Alexander Lomanov, chief research fellow at the Moscow-based Institute of Far Eastern Studies, provided this comment for Troika Report:
“Something similar happened back in the 1970s when superficially both the Soviet Union and China were treated as Communist regimes posing a threat to Western democracies. Then suddenly the American leadership deiced to form a joint front against the Soviet Union. It was decided that Chinese autocracy was much friendlier than the Soviet autocracy. The same trend can be traced today when the West is scared by the perspective of a growing and strengthening Sino-Russian alliance. The desire is to bring China into the Western fold and turn it into a counter-balance to Russia.”
“On the other hand, this comparison is superficial. In the 1970s China was destitute and poor; now it is one of the biggest and richest economies in the world.”
“So, we have Russia with less than $2 trillion of annual GDP, and we have China with its GDP approaching $10 trillion. China is already an important lynchpin of international trade and global economy. It may sound cynical, but it looks like that if your GDP is less than $2 trillion you can be shunned and neglected, but if your GDP is close to $10 trillion there is no way you can be subject to isolation.”
— Do you mean to say that the high-profile flirting with President Xi in the UK was not only about landing lucrative contracts but also about trying to disengage China from Russia?
“Both motives are there. What’s more, I don’t believe in the 100 percent independence of the British foreign policy, because it is too much dependent on the United States.”
“It is evident that the West is unhappy with China’s economic and political independence. China did not support Western sanctions against Russia. There is and there will be a growing temptation to promise China better financial terms and conditions, to promise cooperation, more trade and investment, in exchange for changes in China-Russia relations. Maybe the West would be eager to play the same game from the 1970s. Who knows?”
— If this is the case of a smart conspiracy, as you imply, does it really pose a threat to the privileged relations enjoyed by Russia vis-a-vis China?
“There is absolutely no immediate threat. However, it is remarkable that right now in China a debate is going on the benefits of the TPP, the Trans-Pacific Partnership, which was originally rejected. Voices are being heard saying that the TPP is not very different from the World Trade Organization (WTO). China used to be reluctant to join the WTO, but now it is a strong actor within this organization. Now some are saying that China should join the TPP. It will not happen in a year or two, but if it happens, in a decade or so, it will make Russia too weak to play in the same league.”
Yet it is not entirely clear what London’s motives are. It could be just mere coincidence that UK and Europe on the whole have started courting Beijing in a more assertive manner since the gradual rapprochement between Russia and China.
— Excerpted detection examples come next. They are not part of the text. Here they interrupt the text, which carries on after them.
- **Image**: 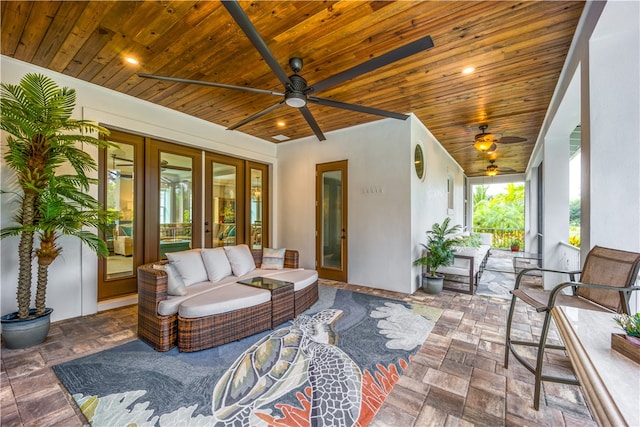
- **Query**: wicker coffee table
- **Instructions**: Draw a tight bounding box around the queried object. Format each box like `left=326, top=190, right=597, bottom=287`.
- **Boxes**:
left=238, top=277, right=294, bottom=329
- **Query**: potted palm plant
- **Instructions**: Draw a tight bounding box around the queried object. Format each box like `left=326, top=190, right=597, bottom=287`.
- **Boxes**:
left=0, top=74, right=109, bottom=348
left=413, top=217, right=460, bottom=294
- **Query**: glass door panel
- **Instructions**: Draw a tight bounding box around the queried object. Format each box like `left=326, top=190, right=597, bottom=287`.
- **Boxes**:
left=316, top=161, right=348, bottom=281
left=98, top=130, right=144, bottom=300
left=106, top=144, right=137, bottom=279
left=247, top=163, right=269, bottom=249
left=204, top=153, right=246, bottom=248
left=321, top=170, right=342, bottom=269
left=144, top=139, right=202, bottom=263
left=211, top=162, right=239, bottom=248
left=158, top=152, right=193, bottom=259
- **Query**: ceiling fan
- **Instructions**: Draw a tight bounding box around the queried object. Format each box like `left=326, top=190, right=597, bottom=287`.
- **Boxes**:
left=138, top=1, right=433, bottom=141
left=478, top=160, right=515, bottom=176
left=452, top=124, right=527, bottom=154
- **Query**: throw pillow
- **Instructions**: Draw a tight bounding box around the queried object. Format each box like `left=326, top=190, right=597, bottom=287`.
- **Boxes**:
left=202, top=248, right=231, bottom=282
left=153, top=264, right=187, bottom=296
left=260, top=248, right=287, bottom=270
left=224, top=245, right=256, bottom=276
left=167, top=249, right=209, bottom=286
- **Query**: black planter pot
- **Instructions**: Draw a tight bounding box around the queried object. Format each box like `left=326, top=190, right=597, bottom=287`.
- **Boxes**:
left=0, top=308, right=53, bottom=349
left=422, top=274, right=444, bottom=295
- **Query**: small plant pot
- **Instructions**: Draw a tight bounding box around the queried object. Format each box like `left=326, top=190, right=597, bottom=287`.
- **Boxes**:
left=2, top=308, right=53, bottom=349
left=422, top=274, right=444, bottom=295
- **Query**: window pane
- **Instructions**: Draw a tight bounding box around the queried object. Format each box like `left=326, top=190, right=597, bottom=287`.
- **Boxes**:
left=105, top=143, right=137, bottom=279
left=250, top=169, right=264, bottom=249
left=212, top=162, right=237, bottom=247
left=160, top=153, right=193, bottom=258
left=322, top=170, right=342, bottom=268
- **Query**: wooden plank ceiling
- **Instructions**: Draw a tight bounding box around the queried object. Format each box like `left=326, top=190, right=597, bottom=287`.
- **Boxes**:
left=1, top=0, right=584, bottom=176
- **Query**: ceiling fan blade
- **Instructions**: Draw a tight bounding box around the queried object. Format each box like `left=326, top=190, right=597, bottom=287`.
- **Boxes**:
left=222, top=0, right=293, bottom=89
left=449, top=144, right=473, bottom=154
left=307, top=96, right=409, bottom=120
left=306, top=36, right=433, bottom=93
left=498, top=136, right=527, bottom=144
left=138, top=73, right=284, bottom=96
left=227, top=99, right=284, bottom=130
left=298, top=105, right=327, bottom=141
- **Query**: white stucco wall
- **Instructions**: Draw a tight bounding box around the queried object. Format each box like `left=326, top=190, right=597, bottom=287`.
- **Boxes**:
left=277, top=116, right=463, bottom=293
left=406, top=120, right=465, bottom=292
left=277, top=115, right=411, bottom=292
left=0, top=56, right=463, bottom=321
left=0, top=56, right=277, bottom=321
left=529, top=0, right=640, bottom=304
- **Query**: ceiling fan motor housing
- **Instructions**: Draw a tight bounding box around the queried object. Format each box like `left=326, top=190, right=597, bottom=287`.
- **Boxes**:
left=284, top=74, right=307, bottom=108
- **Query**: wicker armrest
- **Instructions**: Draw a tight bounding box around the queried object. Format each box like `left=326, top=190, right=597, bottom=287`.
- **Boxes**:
left=138, top=261, right=168, bottom=310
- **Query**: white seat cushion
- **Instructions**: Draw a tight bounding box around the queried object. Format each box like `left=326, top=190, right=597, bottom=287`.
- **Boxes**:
left=158, top=276, right=238, bottom=316
left=178, top=283, right=271, bottom=318
left=268, top=269, right=318, bottom=292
The process has accelerated since the interaction between Moscow and Beijing acquired new dimensions by addressing the issues of reshaping global finances, linking economic expansion roadmaps in Eurasia, and the sharing of military intelligence and plans for joint production in hi-tech areas.
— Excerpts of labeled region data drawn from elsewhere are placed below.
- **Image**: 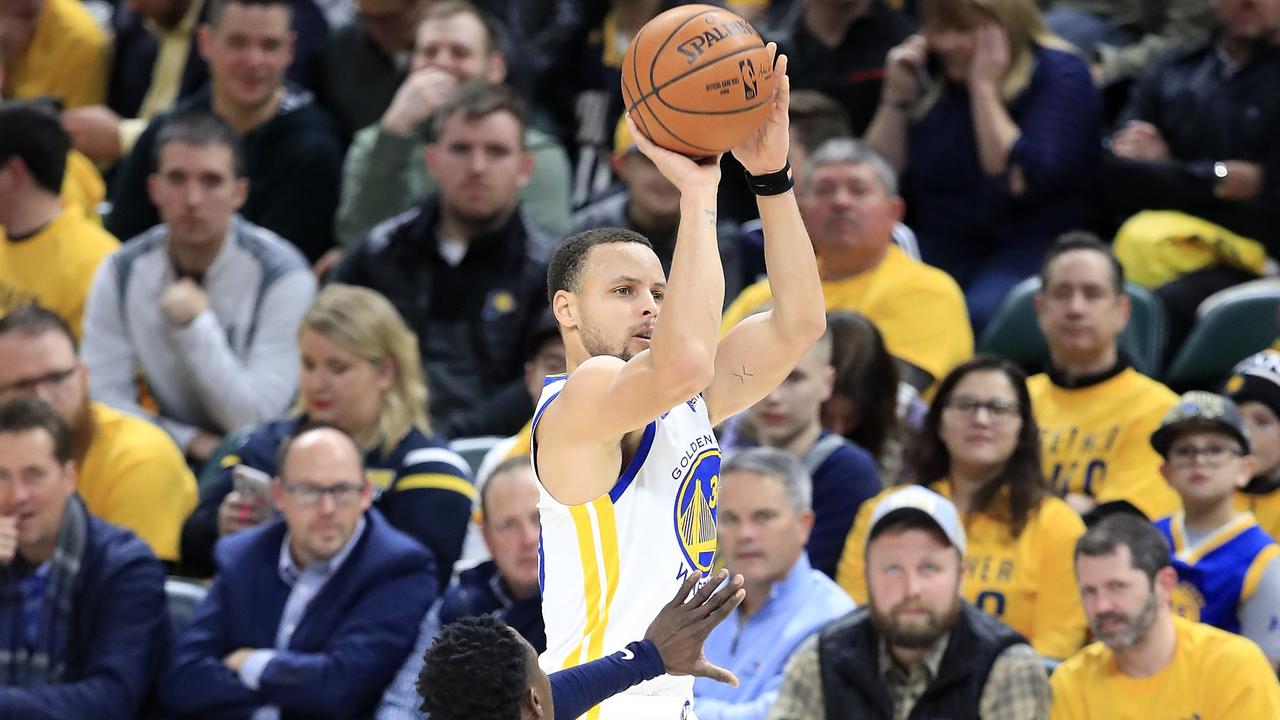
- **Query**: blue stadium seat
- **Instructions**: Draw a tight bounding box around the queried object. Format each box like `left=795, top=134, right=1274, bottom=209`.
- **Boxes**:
left=978, top=277, right=1166, bottom=377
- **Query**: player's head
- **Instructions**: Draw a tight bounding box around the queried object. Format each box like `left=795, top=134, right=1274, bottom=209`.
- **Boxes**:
left=796, top=137, right=906, bottom=274
left=417, top=615, right=554, bottom=720
left=748, top=331, right=836, bottom=454
left=908, top=355, right=1046, bottom=537
left=424, top=79, right=534, bottom=232
left=1075, top=512, right=1178, bottom=651
left=1151, top=391, right=1254, bottom=514
left=1036, top=232, right=1130, bottom=365
left=198, top=0, right=294, bottom=113
left=547, top=228, right=667, bottom=368
left=1224, top=350, right=1280, bottom=478
left=716, top=447, right=813, bottom=593
left=413, top=0, right=507, bottom=82
left=147, top=111, right=248, bottom=249
left=0, top=305, right=93, bottom=440
left=480, top=455, right=540, bottom=597
left=865, top=486, right=966, bottom=650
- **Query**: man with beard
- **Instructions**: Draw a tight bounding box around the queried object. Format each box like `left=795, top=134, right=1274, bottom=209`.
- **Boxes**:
left=769, top=486, right=1050, bottom=720
left=1053, top=514, right=1280, bottom=720
left=722, top=138, right=973, bottom=392
left=333, top=79, right=553, bottom=438
left=0, top=305, right=196, bottom=562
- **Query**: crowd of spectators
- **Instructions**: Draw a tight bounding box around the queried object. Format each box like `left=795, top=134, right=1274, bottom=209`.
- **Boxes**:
left=0, top=0, right=1280, bottom=720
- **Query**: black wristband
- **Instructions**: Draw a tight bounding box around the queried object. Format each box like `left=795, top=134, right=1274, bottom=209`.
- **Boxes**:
left=746, top=163, right=795, bottom=196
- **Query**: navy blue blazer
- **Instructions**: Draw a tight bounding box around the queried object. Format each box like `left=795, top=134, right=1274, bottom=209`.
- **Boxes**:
left=160, top=510, right=438, bottom=720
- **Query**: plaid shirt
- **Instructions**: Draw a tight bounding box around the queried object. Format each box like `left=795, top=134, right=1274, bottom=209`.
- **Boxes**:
left=768, top=635, right=1050, bottom=720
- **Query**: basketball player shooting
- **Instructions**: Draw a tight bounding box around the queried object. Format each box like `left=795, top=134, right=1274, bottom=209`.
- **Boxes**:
left=532, top=44, right=826, bottom=720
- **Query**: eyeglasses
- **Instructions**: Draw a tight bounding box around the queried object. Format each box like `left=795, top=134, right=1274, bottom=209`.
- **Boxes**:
left=280, top=480, right=365, bottom=507
left=0, top=365, right=76, bottom=397
left=946, top=395, right=1018, bottom=420
left=1169, top=445, right=1244, bottom=468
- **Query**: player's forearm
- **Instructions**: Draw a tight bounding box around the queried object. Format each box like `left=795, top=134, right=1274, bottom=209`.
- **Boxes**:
left=650, top=187, right=724, bottom=375
left=756, top=192, right=827, bottom=342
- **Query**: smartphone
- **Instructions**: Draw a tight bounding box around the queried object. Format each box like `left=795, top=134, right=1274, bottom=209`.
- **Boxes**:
left=232, top=465, right=271, bottom=507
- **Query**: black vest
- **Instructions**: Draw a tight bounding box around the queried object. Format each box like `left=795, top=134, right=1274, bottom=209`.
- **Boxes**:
left=818, top=602, right=1027, bottom=720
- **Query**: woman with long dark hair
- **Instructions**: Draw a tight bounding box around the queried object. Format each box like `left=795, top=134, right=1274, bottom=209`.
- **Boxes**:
left=836, top=355, right=1085, bottom=659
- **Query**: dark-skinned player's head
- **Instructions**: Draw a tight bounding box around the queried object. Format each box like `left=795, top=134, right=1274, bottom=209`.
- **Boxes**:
left=417, top=615, right=554, bottom=720
left=547, top=228, right=667, bottom=369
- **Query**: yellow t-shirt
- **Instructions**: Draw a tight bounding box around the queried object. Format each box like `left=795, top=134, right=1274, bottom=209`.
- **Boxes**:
left=1235, top=489, right=1280, bottom=541
left=5, top=0, right=110, bottom=109
left=1050, top=616, right=1280, bottom=720
left=77, top=402, right=196, bottom=560
left=721, top=245, right=973, bottom=392
left=1027, top=368, right=1183, bottom=520
left=836, top=480, right=1087, bottom=657
left=0, top=205, right=120, bottom=340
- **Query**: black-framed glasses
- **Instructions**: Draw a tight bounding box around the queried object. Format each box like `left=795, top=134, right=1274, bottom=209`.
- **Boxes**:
left=0, top=365, right=76, bottom=397
left=946, top=395, right=1019, bottom=420
left=1169, top=445, right=1244, bottom=468
left=280, top=479, right=367, bottom=507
If this line of logic is observed, then the UK’s soft handling of China is largely limited to the goal of obtaining financial and commercial preferences, and capitalizing on the slightly diminished yet still strong growth of the world’s second-largest economy.
Nevertheless, it is hardly conceivable that economy is completely detached from geopolitics. This makes it all too likely that when Cameron’s government “goes eastward,” it is following the same pattern of behavior as the U.S. did back in the times of “ping pong diplomacy” aimed at pitting China against Russia. But maybe this is just another oversimplified conspiracy theory?